Twelve Angry Men released in 1957 and was directed by Sidney Lumet. And it’s by far one of the best examples of amazing character written and development in film. With a concept that’s simple yet endless in its potential to explore the people involved.

A young man is accused of murdering his father and after a long trial, a jury of twelve men has to decide whether the kid is guilty or not. All of them vote guilty except for one, a man who just wants to have a conversation before sending someone to the electric chair.

As mentioned before, the characters in Twelve Angry Men are outstanding. From the lead played by Henry Fonda who plays a character who’s both empathetic and reasonable while also willing to listen to those around him with opposing views. To characters like Juror #3 who works somewhat like the antagonist of the movie, while still having many sympathetic qualities to him making him more of a relatable villain.

You really feel like the characters in Twelve Angry Men are real people, and that’s without learning the names of most of them. It’s a masterwork in character writing.

And it’s not just the characters that make the story great. Twelve Angry Men is also a masterwork in subverting expectations and creating engagement. From early on in the film, there are many unexpected moments that made me jump from my seat when I first watched them. Almost every sequence has something to reveal, and it never feels forced like in other works.

This creates some of the best engagement I’ve seen in fiction, no scene is wasted and everything that happens is there to build towards something. I don’t want to spoil too much, but the surprises in the movie are some of the best I’ve ever seen. And Twelve Angry Men does this without ever losing sight of its characters or more emotional moments.

Every single moment in the film has some sort of purpose and every single interaction is there for a reason.

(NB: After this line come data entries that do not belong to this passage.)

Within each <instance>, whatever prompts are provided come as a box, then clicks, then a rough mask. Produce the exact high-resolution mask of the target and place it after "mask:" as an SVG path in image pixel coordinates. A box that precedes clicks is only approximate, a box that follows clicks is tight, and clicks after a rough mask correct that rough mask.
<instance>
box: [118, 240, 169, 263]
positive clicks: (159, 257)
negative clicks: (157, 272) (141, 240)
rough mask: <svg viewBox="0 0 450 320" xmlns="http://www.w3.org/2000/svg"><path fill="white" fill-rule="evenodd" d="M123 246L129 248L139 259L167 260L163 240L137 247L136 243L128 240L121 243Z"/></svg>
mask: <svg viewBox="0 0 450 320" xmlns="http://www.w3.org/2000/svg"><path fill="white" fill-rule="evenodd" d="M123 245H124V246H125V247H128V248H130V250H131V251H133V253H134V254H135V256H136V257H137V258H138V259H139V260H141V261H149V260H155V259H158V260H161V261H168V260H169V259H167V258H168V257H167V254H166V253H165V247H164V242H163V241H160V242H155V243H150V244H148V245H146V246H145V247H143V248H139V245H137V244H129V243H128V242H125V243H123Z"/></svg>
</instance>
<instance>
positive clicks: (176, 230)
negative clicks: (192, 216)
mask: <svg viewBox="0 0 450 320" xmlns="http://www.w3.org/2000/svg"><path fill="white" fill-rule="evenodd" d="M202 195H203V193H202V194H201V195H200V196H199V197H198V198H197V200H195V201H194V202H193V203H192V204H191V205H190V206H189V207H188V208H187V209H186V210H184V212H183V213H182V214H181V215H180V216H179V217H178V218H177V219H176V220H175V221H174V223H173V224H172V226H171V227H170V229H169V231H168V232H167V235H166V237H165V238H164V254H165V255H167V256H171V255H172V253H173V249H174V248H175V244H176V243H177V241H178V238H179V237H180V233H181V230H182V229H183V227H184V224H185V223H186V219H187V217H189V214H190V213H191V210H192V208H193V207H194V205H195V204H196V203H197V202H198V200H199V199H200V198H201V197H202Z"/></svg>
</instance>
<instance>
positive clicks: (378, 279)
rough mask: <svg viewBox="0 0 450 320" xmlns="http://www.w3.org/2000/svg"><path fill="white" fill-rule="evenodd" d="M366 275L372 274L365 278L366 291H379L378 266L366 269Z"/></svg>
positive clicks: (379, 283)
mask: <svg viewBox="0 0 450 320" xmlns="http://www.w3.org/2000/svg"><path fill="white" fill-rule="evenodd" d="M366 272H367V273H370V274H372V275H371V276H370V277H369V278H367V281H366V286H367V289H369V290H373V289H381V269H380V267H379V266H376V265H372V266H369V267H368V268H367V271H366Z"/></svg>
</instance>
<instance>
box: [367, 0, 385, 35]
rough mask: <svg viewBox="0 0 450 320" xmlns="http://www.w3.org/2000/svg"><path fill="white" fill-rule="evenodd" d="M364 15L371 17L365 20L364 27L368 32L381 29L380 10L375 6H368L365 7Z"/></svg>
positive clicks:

And all of this leads to one of the most satisfying conclusions I have ever seen in a story that perfectly ties everything together and closes any loose ends.

I really want to talk more about this movie but honestly, I can’t really say much without spoiling it. So, if you’re even a casual film viewer, I highly recommend checking this one out, it’s a timeless classic in my opinion with unforgettable characters and a narrative that keeps on giving with every scene.

Twelve Angry Men is available for streaming on Amazon Prime Video

Star Wars Saga

If you’ve been reading my blog posts for a while, you’d now that I talk a lot about story structure and how some of the best writers break it. Now, this doesn’t necessarily mean that I dislike traditional story structure or that I think it doesn’t work, I just think the stories that stand out the most are the ones that try something new.

Now, with that said, the Star Wars films are movies that have not only (in my opinion) perfected the three act structure but are also storytelling at its damn peak. For me, it doesn’t get much better than this, the original Star Wars trilogy is the near perfect story.

It does everything a narrative should do; it has amazing and well realized characters to the point where you feel like they’re real life people. You grow this very deep connection with characters like Luke and Han over the course of all the films and the movies always expand on them in great ways.

The way the protagonists and antagonists contrast each other is near perfect. And the relationship between the two is something that will make you want to keep coming back.

And conflict is introduced to every scene near flawlessly, with sections like the destruction of the first Death Star being filled with natural tension, set up, and special effects that were way ahead of their time.

Star Wars is also a master in world building, going far and beyond what your normal science fiction universe would have. The Jedi order, the force, lightsabers, all of these things aren’t just there to look cool, they serve an actual purpose in the story and serve to expand the characters and narrative.

Each planet in Star Wars also feels unique and distinct, with sets and props so ahead of their time that they actually feel real. Seeing Luke explore all of these places makes you feel like you’re actually in the cold environments of Hoth, or the heat of the desserts in Tatooine.